The 12th Mginskaya Red Banner Military Transport Aviation Division (12-я Мгинская Краснознаменная военно-транспортная авиационная дивизия) is a formation of the 61st Air Army of the Supreme Command of the Russian Aerospace Forces.

==History==
The division was formed on 5 May 1943 as the 12th Air Division Long Range at Monino, equipped with Li-2 aircraft. On 1 August 1943 it was subordinate of the 7th Aviation Corps Long Range. It received its name for the successful accomplishment of combat missions in the battle against the Nazi invaders and the release of Mga (Mginskoye Urban Settlement), Leningrad Oblast. On 26 December 1944, it became the 12th Bomber Aviation Division.

Renamed 12th Transport Aviation Division in 1946, then 12th Military-Transport Aviation Division on 12 October 1955 and subsequently became part of Military Transport Aviation (VTA).

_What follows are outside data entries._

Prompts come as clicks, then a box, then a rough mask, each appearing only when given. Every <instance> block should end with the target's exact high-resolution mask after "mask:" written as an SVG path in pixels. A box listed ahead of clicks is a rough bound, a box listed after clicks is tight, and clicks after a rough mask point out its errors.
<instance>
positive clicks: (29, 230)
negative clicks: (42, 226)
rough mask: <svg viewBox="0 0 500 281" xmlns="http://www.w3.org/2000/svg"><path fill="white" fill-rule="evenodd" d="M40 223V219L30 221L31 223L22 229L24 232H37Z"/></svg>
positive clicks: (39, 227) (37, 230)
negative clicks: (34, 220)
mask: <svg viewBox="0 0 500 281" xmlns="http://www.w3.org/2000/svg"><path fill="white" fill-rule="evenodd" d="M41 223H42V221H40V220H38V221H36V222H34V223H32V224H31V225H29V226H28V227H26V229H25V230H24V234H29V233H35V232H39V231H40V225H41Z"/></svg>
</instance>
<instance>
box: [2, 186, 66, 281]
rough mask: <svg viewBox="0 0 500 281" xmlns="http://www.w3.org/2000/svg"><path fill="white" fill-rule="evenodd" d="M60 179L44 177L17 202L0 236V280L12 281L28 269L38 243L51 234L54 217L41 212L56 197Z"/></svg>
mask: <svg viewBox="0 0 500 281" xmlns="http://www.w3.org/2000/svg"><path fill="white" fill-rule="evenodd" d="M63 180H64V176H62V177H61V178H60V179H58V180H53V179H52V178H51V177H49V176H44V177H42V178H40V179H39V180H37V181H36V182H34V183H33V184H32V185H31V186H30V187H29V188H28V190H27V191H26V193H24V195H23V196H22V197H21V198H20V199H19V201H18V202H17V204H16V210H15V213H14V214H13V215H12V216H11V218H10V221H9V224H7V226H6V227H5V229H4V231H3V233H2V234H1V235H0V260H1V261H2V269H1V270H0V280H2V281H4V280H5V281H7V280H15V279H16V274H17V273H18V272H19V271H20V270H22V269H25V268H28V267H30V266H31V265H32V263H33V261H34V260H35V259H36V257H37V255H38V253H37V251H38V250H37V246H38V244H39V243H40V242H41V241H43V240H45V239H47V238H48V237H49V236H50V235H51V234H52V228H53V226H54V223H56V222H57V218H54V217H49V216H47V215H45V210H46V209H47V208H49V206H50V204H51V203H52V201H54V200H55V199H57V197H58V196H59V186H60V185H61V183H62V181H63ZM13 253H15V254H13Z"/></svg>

In 1970 the division comprised:
- 374th Military-Transport Aviation Regiment (Tula Klokovo (air base), Tula Oblast) with An-12
- 566th Military-Transport Aviation Regiment (Seshcha, Bryansk Oblast) with An-12
- 229th Military-Transport Aviation Regiment (Ivanovo, Ivanovo Oblast) with An-22
- 8th Military-Transport Aviation Regiment (Seshcha, Bryansk Oblast) with An-12

In 1998, with the rest of VTA became part of 61st Air Army, based at the Migalovo Air Base (Tver). The division used An-22, Il-76, and An-124 transport aircraft. It was disbanded in 2009 but restored in 2015.